Der totale Wandel in allen Bereichen der Gesellschaft nach der Machtergreifung der Nationalsozialisten hatte auch für die Universitäten spürbare Auswirkungen. Die zur Gleichschaltung der Bildungseinrichtungen mit dem nationalsozialistischen Staat und dessen Ideologien erfolgten Eingriffe in die akademische Selbstverwaltung veränderten Bedingungen und Inhalte von Lehre und Forschung an den Universitäten entscheidend. Es begann der dunkelste Abschnitt in der Geschichte der Universität.

Dieser Prozess verlief an der Universität Leipzig nahezu widerstandslos und größtenteils auch von innen heraus. Er wurde von einer Vielzahl von Studenten und einem zunehmenden Anteil der Lehrkräfte unterstützt. Der Einfluss der Nationalsozialisten an der Universität wuchs rasch, ohne dass anfangs tief greifende Veränderungen in den Strukturen und den personellen Besetzungen erfolgt sind. Es zeigt, dass der aus den Wirren der letzten Jahre der Weimarer Republik hervorgerufenen Drang nach einem neuen "Aufbruch" sowie die Bereitschaft, sich den neuen Machthabern zur "Verfügung" zu stellen, an der hohen Bildungseinrichtung weit verbreitet war. Die stattgefundenen Verweigerungen einzelner Professoren und Studenten konnten die Entwicklung nicht aufhalten und endeten meist mit persönlichen Repressalien.

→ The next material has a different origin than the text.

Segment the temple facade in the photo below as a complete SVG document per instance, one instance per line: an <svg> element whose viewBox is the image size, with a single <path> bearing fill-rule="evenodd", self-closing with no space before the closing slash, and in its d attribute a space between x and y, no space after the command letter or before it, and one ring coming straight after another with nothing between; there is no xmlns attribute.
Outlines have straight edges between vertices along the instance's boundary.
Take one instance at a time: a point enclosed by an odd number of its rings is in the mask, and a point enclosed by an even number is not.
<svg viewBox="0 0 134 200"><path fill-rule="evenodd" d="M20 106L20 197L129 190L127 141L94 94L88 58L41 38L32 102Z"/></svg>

Eine führende Rolle bei dieser Entwicklung spielten der "Nationalsozialistische Deutsche Studentenbund" (NSDStB) sowie der "Nationalsozialistische Lehrerbund" (NSLB). Letzterer hatte bereits im Mai 1933 in Leipzig eine "akademische Woche" abgehalten, in welcher der Lehrkörper auf das künftige politische Klima in der Pädagogik eingestimmt wurde. Am 11. November 1933, dem Vorabend der erneuten Reichstagswahl, veranstaltete der NSLB des Gaues Sachsen in der Alberthalle in Leipzig eine Kundgebung, die zu einem Treuebekenntnis der deutschen Wissenschaft zu Hitler aufgezogen worden war. Neben Professoren anderer deutscher Universitäten brachte auch der Rektor der Leipziger Bildungseinrichtung, Prof. Artur Golf, in einer Ansprache die Unterstützung des NS-Regims zum Ausdruck. Später veröffentlichte der NSLB eine Schrift unter den Titel "Bekenntnis der Professoren an den deutschen Universitäten und Hochschulen zu Adolf Hitler und dem nationalsozialistischen Staat", der eine Auflistung zustimmender Hochschullehrer beigefügt war. Sie enthielt über 200 Namen von Vertretern Leipziger Hochschulen.
Der NS-Studentenbund hatte seit dem WS 1931/32 die Vorherrschaft in der Kammer des AStA und somit großen Einfluss auf die Studentenschaft. Die Schulungskurse des NSDStB zur nationalsozialistischen Erziehung wurden schließlich im August 1933 in die Organisationsstruktur der Universität eingegliedert und damit wesentlicher Bestandteil der politischen Bildung. So war erreicht worden, dass an der Universität eine teilweise fanatisierte Studentenschaft den Einzug der neuen Machtverhältnisse an der Universität vorantrieb.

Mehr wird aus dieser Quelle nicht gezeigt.